Mayor Rahm Emanuel on Monday defended his idea to retrofit red-light cameras with speed sensors, saying the cameras are meant to protect kids and deter speeders near schools and parks.
Surrounded by 15 state representatives, Mayor Rahm Emanuel on Monday publicly urged the House to approve a bill to retrofit red-light cameras with speed sensors at intersections near schools and parks.
"The victims here are the children, not those who are speeding," Emanuel said during a press conference at Chicago’s Office of Emergency Management and Communications.
The mayor pointed to the deaths of 6-year-old Diamond Robinson and a CICS Wrightwood 8th grader, both struck by cars, as proof the city needs more speed enforcement to protect Chicago kids.
Robinson was struck by a car on Halloween around 70th and Loomis in Englewood. She was laid to rest Monday morning in Homewood, and Emanuel is said to have helped out with burial expenses.
“I have said it before, I don’t care if we collect a single dollar from this initiative," Emanuel said of the Automated Speed Enforcement legislation. "This is about saving lives of children who shouldn’t be worrying about their safety while walking to school or to the park."
The proposal passed the Senate 32-24 two weeks ago, and a vote by the House is expected this week.
To curb motorist concerns, Emanuel said the Chicago Department of Transportation will hold a public education campaign to inform drivers of the new speed-camera enforcement.

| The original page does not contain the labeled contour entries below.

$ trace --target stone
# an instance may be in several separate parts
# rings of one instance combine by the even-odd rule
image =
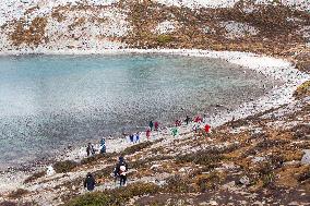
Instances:
[[[55,173],[56,173],[56,171],[53,170],[52,166],[48,166],[46,174],[47,175],[53,175]]]
[[[186,171],[187,171],[186,168],[179,169],[179,172],[186,172]]]
[[[215,201],[210,201],[208,204],[210,205],[218,205]]]
[[[153,165],[153,166],[151,166],[151,170],[154,170],[154,169],[157,169],[157,168],[159,168],[162,165]]]
[[[302,150],[305,155],[301,158],[301,163],[309,165],[310,163],[310,149]]]
[[[239,182],[243,185],[249,185],[250,184],[250,179],[247,175],[243,175]]]

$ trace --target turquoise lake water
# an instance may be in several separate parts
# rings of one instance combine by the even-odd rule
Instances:
[[[226,61],[160,54],[0,58],[0,169],[69,145],[169,125],[263,95],[265,76]]]

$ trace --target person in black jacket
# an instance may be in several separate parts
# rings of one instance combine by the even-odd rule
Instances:
[[[84,181],[84,187],[87,189],[87,191],[93,191],[95,189],[95,185],[96,185],[95,178],[91,172],[88,172]]]
[[[120,179],[119,185],[122,186],[127,181],[128,163],[124,161],[123,157],[119,157],[119,162],[115,169],[115,177]]]

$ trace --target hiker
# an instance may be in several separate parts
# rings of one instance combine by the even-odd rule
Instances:
[[[106,140],[105,140],[105,137],[103,137],[103,138],[100,140],[100,146],[106,146]]]
[[[200,129],[200,124],[195,123],[192,128],[194,133],[198,133],[198,130]]]
[[[139,143],[139,142],[140,142],[140,133],[136,132],[136,133],[135,133],[135,142],[134,142],[134,143]]]
[[[119,178],[119,185],[122,186],[126,184],[127,181],[127,171],[128,171],[128,163],[124,161],[122,156],[119,157],[119,162],[115,169],[115,177]]]
[[[129,135],[130,143],[133,143],[133,137],[134,137],[133,134],[130,134],[130,135]]]
[[[154,125],[153,121],[151,120],[150,123],[148,123],[148,126],[150,126],[151,131],[153,130],[153,125]]]
[[[158,123],[158,122],[155,122],[154,126],[155,126],[155,131],[158,131],[159,123]]]
[[[88,143],[88,146],[86,148],[86,153],[87,153],[87,156],[95,155],[95,148],[92,145],[92,143]]]
[[[201,121],[202,121],[201,117],[199,117],[199,116],[195,117],[195,119],[194,119],[194,122],[195,122],[195,123],[201,123]]]
[[[100,154],[105,154],[107,152],[107,147],[106,147],[106,140],[103,137],[100,141]]]
[[[202,122],[206,123],[206,114],[203,114]]]
[[[211,132],[211,126],[208,124],[204,125],[204,132],[208,134]]]
[[[148,129],[146,130],[146,138],[150,140],[150,137],[151,137],[151,129],[148,128]]]
[[[174,137],[177,136],[178,135],[178,128],[172,128],[171,134],[174,135]]]
[[[93,191],[95,189],[95,185],[96,185],[95,178],[91,172],[88,172],[84,180],[84,187],[87,189],[87,191]]]
[[[187,125],[189,125],[189,122],[190,122],[190,121],[191,121],[190,117],[187,116],[187,118],[186,118],[186,120],[184,120],[184,122],[187,123]]]
[[[176,120],[176,126],[180,126],[181,125],[181,121],[180,120]]]

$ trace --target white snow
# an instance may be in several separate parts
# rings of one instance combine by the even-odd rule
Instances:
[[[226,37],[233,39],[245,37],[248,35],[254,36],[259,33],[259,31],[255,27],[249,24],[239,23],[235,21],[220,22],[219,25],[226,29],[227,32]]]
[[[233,8],[238,0],[156,0],[166,5],[195,8]]]
[[[176,22],[172,21],[165,21],[159,23],[156,28],[153,31],[153,33],[156,34],[167,34],[167,33],[171,33],[176,29]]]

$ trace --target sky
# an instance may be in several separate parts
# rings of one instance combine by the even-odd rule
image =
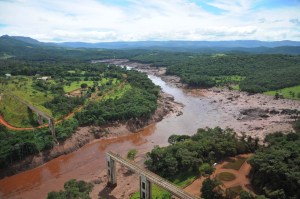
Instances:
[[[0,0],[0,35],[44,42],[300,41],[300,0]]]

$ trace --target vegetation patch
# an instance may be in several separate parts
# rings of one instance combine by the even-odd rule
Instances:
[[[244,164],[244,162],[247,160],[247,158],[243,157],[237,157],[234,159],[231,159],[229,163],[225,164],[223,168],[225,169],[234,169],[234,170],[240,170],[241,166]]]
[[[232,181],[235,180],[236,177],[233,173],[222,172],[217,175],[217,179],[221,181]]]
[[[66,93],[74,91],[76,89],[81,88],[82,84],[87,84],[87,86],[93,86],[93,81],[76,81],[76,82],[72,82],[70,85],[65,85],[64,86],[64,91]]]
[[[164,190],[163,188],[160,188],[156,184],[152,184],[152,198],[155,199],[171,199],[172,194],[170,194],[168,191]],[[140,192],[135,192],[130,199],[140,199]]]
[[[32,127],[38,125],[36,114],[15,97],[9,95],[1,97],[0,114],[15,127]]]
[[[226,195],[231,196],[230,198],[235,198],[236,196],[240,195],[242,191],[243,191],[242,186],[230,187],[226,189]]]
[[[72,179],[64,184],[63,191],[48,193],[47,199],[90,199],[92,190],[93,184]]]
[[[287,99],[300,99],[300,85],[283,88],[275,91],[267,91],[265,92],[265,94],[271,96],[281,95],[283,98]]]

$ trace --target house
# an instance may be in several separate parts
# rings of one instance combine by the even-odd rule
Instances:
[[[43,81],[47,81],[49,79],[51,79],[51,77],[39,77],[39,78],[37,78],[37,80],[43,80]]]

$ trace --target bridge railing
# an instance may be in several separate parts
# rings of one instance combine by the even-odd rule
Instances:
[[[120,157],[117,154],[114,154],[113,152],[107,152],[107,155],[109,155],[112,159],[115,161],[121,163],[122,165],[128,167],[131,171],[145,176],[149,181],[152,183],[158,185],[159,187],[169,191],[173,195],[182,198],[182,199],[197,199],[196,196],[191,195],[187,193],[186,191],[180,189],[179,187],[173,185],[171,182],[167,181],[166,179],[156,175],[155,173],[148,171],[146,169],[143,169],[139,167],[138,165],[134,164],[133,162],[126,160],[122,157]]]

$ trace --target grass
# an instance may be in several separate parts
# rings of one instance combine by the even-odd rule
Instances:
[[[71,92],[73,90],[76,90],[80,88],[81,84],[86,83],[88,86],[93,86],[94,82],[93,81],[77,81],[77,82],[72,82],[70,86],[65,85],[64,86],[64,91],[66,93]]]
[[[281,93],[283,97],[287,99],[300,99],[300,85],[275,91],[267,91],[264,94],[275,96],[276,93]]]
[[[105,95],[102,98],[102,100],[118,99],[131,89],[132,89],[132,87],[130,84],[125,84],[124,86],[114,90],[113,92],[109,93],[108,95]]]
[[[242,191],[243,191],[243,188],[242,188],[240,185],[235,186],[235,187],[230,187],[230,188],[226,189],[226,192],[227,192],[227,193],[229,192],[230,195],[232,196],[232,198],[234,198],[234,197],[240,195],[240,193],[241,193]]]
[[[4,95],[0,100],[0,112],[4,119],[16,127],[37,126],[36,115],[14,97]]]
[[[229,163],[225,164],[223,168],[225,169],[234,169],[234,170],[240,170],[241,166],[244,164],[244,162],[247,160],[247,158],[243,157],[237,157],[236,159],[230,161]]]
[[[108,79],[108,78],[102,78],[98,83],[99,83],[99,85],[106,85],[106,83],[109,80],[110,79]],[[117,80],[116,78],[111,79],[111,81],[112,81],[113,86],[115,86],[119,83],[119,80]],[[81,84],[83,84],[83,83],[86,83],[88,86],[93,86],[94,85],[94,81],[84,81],[84,80],[75,81],[75,82],[72,82],[71,85],[65,85],[64,86],[64,91],[66,93],[74,91],[74,90],[80,88]]]
[[[169,178],[169,181],[176,184],[177,186],[184,188],[196,180],[198,174],[192,171],[186,171]]]
[[[52,116],[52,112],[43,106],[44,103],[51,101],[53,96],[49,93],[43,93],[32,87],[32,77],[12,77],[9,80],[1,81],[0,90],[9,91],[20,97],[29,104],[35,106],[40,111]]]
[[[6,53],[3,53],[3,55],[0,56],[0,59],[9,59],[9,58],[12,58],[12,57],[14,57],[14,56],[6,54]]]
[[[222,172],[217,175],[217,179],[221,181],[232,181],[236,179],[235,175],[229,172]]]

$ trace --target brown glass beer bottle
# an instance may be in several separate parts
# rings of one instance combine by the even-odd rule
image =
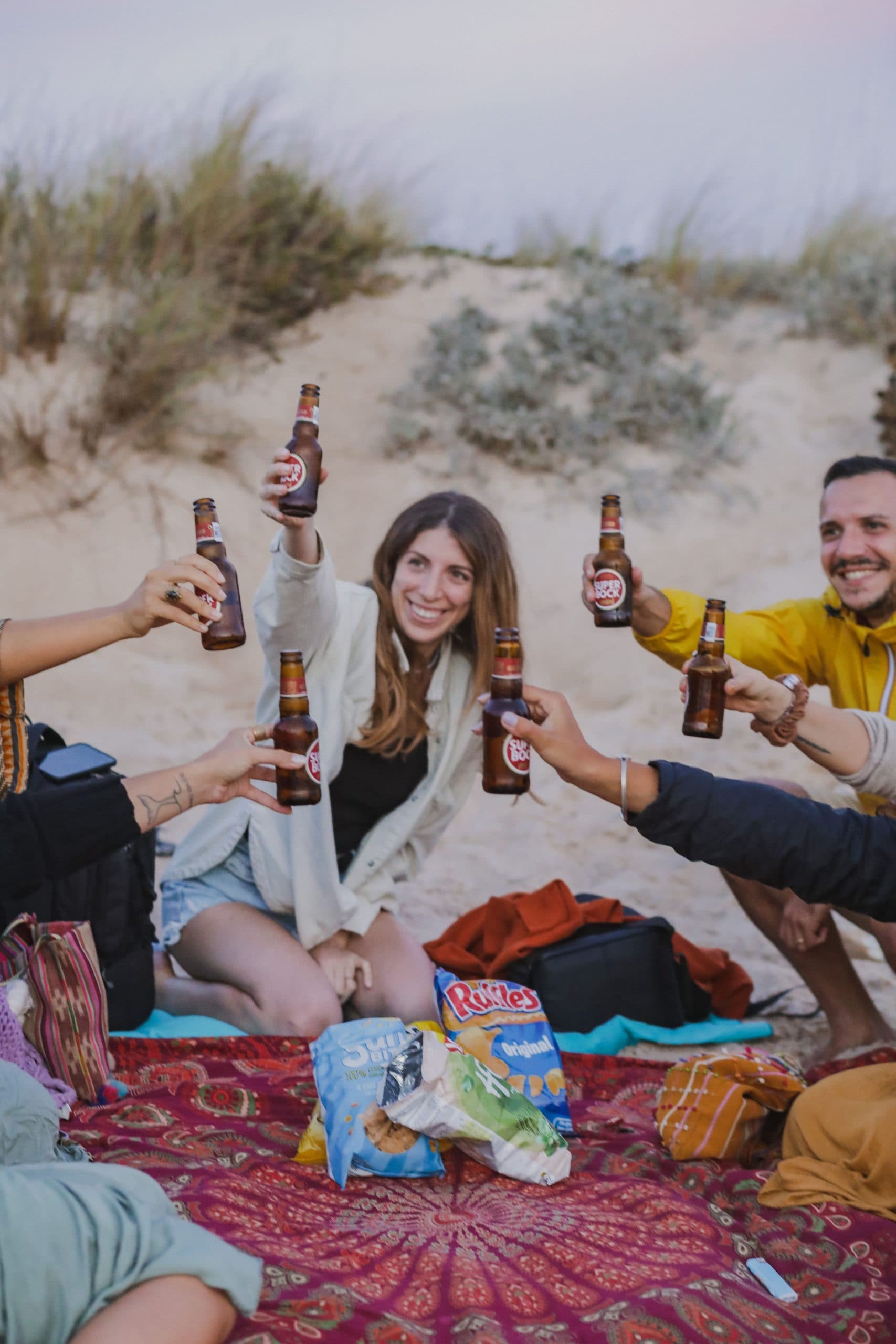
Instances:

Signage will be highly visible, he said, and the city will grant an initial 30-day grace period during which it will issue a warning instead of a ticket for offenders. After the grace period, enforcement will be determined by speeds over 5 mph.
CDOT will identify "high priority locations" for the cameras based high rates of pedestrian crashes, the severity of the injuries and number of vehicular crashes, Emanuel said.